- Born: Arie Fajwiszys October 11, 1927 Łódź, Poland
- Died: January 24, 2013 (aged 85) New York, United States
- Education: Yale Drama School
- Occupations: theater producer and director
- Spouse(s): Valerie M. Hageman (1955–1959); Michaela Lacher (from 1979)
- Children: Karen Janina
- Parents: Israel (father); Malka (mother);

= Joseph S. Kutrzeba =

Polish-American theater producer and director

Joseph S. Kutrzeba (born Arie Fajwiszys; October 11, 1927 – January 24, 2013) was a Polish-American theater producer and director.

==Family background: Israel Fajwiszys and Kutrzeba's early life==
Kutrzeba was born on October 11, 1927, in Łódź, Poland. He was the son of Israel Fajwiszys, a composer, and Malka (Hakman) Fajwiszys, both of whom perished in the Holocaust, along with their daughter, Kutrzeba's sister. Israel Fajwiszys was born in 1887 in Yampil, Ukraine. Having graduated from a music conservatoire, he led the choirs of the progressive synagogues in Brody and Tarnów. After studying in Vienna, he was also the leader of the Kraków Tempel Synagogue choir. He came to Łódź from Lviv in 1922 and he became a teacher in both girls' and boys' schools of the Jewish Secondary Schools Society. He was the co-organiser of a singing society "Szir". After the outbreak of World War II he moved to Warsaw, where he volunteered to help an underground military organisation. In the ghetto, with Kutrzeba, he organised a children's choir. Kutzreba's father Israel wrote the music to the poem M'khol Masada by Yitskhok Lamden. In 1937 Israel's girls' chorus won first prize in an all-Poland choral competition. Later in the Warsaw Ghetto, he would lead the children's choir in performances of the song recounting the Jewish resistance and sacrifice under Roman rule.

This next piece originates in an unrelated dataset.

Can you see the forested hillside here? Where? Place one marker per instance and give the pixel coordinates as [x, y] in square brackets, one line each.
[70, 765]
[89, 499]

During the ghetto uprising he was caught and transported together with his daughter to the extermination camp in Poniatowa in the Lublin area, where he was murdered.

==War and post-war life in Europe==
Kutrzeba was a member of a teenage resistance group in the Warsaw Ghetto Uprising. He escaped and met a priest, Reverend Stanisław Falkowski, who gave him the patriotic Polish name of Joseph Kutrzeba. He found him work as a cowherd with neighboring farmers and helped him get Catholic ID papers. In 1977 Falkowski was honored by Yad Vashem, the international Holocaust heroism remembrance authority.

Kutrzeba wrote in his memoir in May 1994: "During the first days of September 1942, at the age of 14, I jumped out of a moving train destined for Treblinka, through an opening (window) of a cattle car loaded to capacity with Jews from the Warsaw Ghetto. Wandering over fields, forests and villages, at first in the vicinity of Wołomin, and later of Zambrów, I found myself, in late November, in the area of Hodyszewo (near Łomża). Throughout my wandering, the peasants for the most part were amenable to put me up for the night and to feed me—some either suspecting my origins or pressing me to admit it."

He attended L.M. University in Munich, Germany (B.A. equivalent) and at age 19 was the winner of the top literary prize for a World War II short story sponsored by the Polish Combatant Association in London.

==Emigration to the USA and later life==
Kutrzeba came to the United States in 1950 and served with the U.S. Army in the Korean War (5 decorations; 2 battle stars) and graduated from Yale Drama School in 1956 on 3 scholarships (M.F.A) and N.Y.U (Ph.D.) in 1974.

He was the founder and producer of Queens Playhouse at Flushing Meadow and produced 10 plays.

He was nominated for a Tony Award and a Drama Desk Award for best producer of the rock opera The Lieutenant. Kutrzeba remarked that the reason he decided to produce The Lieujtenant was "The show meant a lot to me on human values. I think the theme is one of cardinal importance to our times: The concept of obedience versus exercising one's own conscience." He won the Bronze Award in the International Film and TV Festival in New York for the documentary film "Children in the Holocaust" with Liv Ullmann, 1980 (English and Polish versions). He produced Helena: the Emigrant Queen, 1996 at La Mama and Kosciuszko Foundation. He is the author of the book The Contract: A Life for a Life.

Kutrzeba was married twice, the first time to Valerie M. Hageman, from September 1955 to 1959, with one child, Karen Janina. He was married again on January 14, 1979, to Michaela Lacher.

He recorded his oral history on May 18, 1995, for the United States Holocaust Memorial Museum

Kutrzeba died on January 24, 2013, in New York, at the age of 85.